Access Bank Ghana Plc
- Type: Public
- Traded as: GA: ACCESS
- Industry: Financial services
- Founded: 2009; 17 years ago
- Headquarters: Osu, Accra, Ghana
- Key people: Ama Bawuah (chairperson} Olumide Olatunji (managing director and CEO) Pearl Nkrumah (executive director)
- Products: Loans, transaction accounts, savings, investments, debit cards
- Revenue: Pretax: GHS: 1.613 billion (US$106.5 million) (2023)
- Total assets: GHS: 12.30 billion (US$812 million) (2023)
- Parent: Access Bank Group
- Website: Homepage

= Access Bank Ghana Plc =

Ghanaian commercial bank

Access Bank Ghana Plc, formerly Access Bank Ghana Limited, is a full service commercial bank in Ghana, licensed by the Bank of Ghana, the central bank and national banking regulator.

==Location==
The headquarters and main branch of the bank are located at Starlets 91 Road, Accra, Ghana. The geographical coordinates of the banks headquarters are:05°33'09.0"N, 0°11'24.0"W (Latitude:5.552500; Longitude:-0.190000).

==Overview==
The bank offers universal banking services to institutional, corporate, commercial, and retail customers, across Ghana. As of December 2023, Access Bank Ghana had total assets of GHS:12.3 billion (US$812 million), with shareholders' equity of GHS:1.613 billion (US$106.5 million). The stock of the company is listed on the  Ghana Stock Exchange, where it trades under the symbol: ACCESS.
- Note: US$1.00 = GHS15.15 on 25 June 2023 at: https://www.oanda.com/currency-converter/en/?

==Access Bank Group==
Access Bank Ghana is a subsidiary and component of the Access Bank Group, a financial services conglomerate with headquarters in Nigeria and subsidiaries in the Democratic Republic of the Congo, Gambia, Ghana, Kenya, Nigeria, Rwanda, Sierra Leone, Zambia and the United Kingdom. The group also maintains representative offices in China, India, United Arab Emirates and Lebanon. As of 31 March 2020, Access Bank Group was a large pan-African financial services organization with assets in excess of ₦7.28 trillion (US$18.82 billion).

==Ownership==
The shares of stock of Access Bank Ghana are listed of the Ghana Stock Exchange where they trade under the symbol: ACCESS. The table below illustrates the shareholding in the company, as of 31 October 2017.

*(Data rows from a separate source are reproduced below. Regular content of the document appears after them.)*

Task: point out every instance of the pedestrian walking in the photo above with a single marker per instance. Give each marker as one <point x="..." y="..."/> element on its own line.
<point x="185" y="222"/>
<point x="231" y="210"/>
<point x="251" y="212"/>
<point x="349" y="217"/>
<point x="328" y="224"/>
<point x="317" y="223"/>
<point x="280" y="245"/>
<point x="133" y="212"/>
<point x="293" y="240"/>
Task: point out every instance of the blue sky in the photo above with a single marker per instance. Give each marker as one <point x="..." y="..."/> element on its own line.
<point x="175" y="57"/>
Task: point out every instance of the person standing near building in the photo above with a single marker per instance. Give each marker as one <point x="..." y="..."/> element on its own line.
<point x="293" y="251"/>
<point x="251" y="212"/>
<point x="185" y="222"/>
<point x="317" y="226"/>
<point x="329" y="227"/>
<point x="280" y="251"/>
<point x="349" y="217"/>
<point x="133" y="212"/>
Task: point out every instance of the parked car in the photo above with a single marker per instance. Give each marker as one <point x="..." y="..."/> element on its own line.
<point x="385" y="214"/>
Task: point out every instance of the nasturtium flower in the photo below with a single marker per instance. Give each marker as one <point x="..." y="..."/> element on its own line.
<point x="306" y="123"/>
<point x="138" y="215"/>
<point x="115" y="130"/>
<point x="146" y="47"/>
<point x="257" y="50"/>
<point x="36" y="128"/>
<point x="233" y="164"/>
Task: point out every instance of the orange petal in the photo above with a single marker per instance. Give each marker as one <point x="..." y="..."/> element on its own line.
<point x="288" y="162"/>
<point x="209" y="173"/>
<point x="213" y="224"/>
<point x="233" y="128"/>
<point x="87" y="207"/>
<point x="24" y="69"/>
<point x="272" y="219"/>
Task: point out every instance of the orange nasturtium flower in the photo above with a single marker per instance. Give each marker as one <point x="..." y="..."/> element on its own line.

Access Bank Ghana Plc stock ownership
| Rank | Name of owner | Percentage ownership |
|---|---|---|
| 1 | Access Bank Group | 91.0 |
| 2 | Other investors via Ghana Stock Exchange | 9.0 |
|  | Total | 100.00 |

==History==
Access Bank Ghana became operational in 2009, with base capital of GH¢80 million. In March 2017, Access Bank Group completed an initial public offering (IPO) for its Ghana subsidiary, raising $6 million by selling a 6 percent stake.

In September 2022, Access Bank Ghana became the title sponsor of the Ghana Division One League (renaming the league as the Access Bank Division One League) as well as the official banking partner of the Ghana Football Association in a USD250,000 one-year deal. In November 2023, the title sponsorship was extended for three more seasons in a USD270,000 per season deal.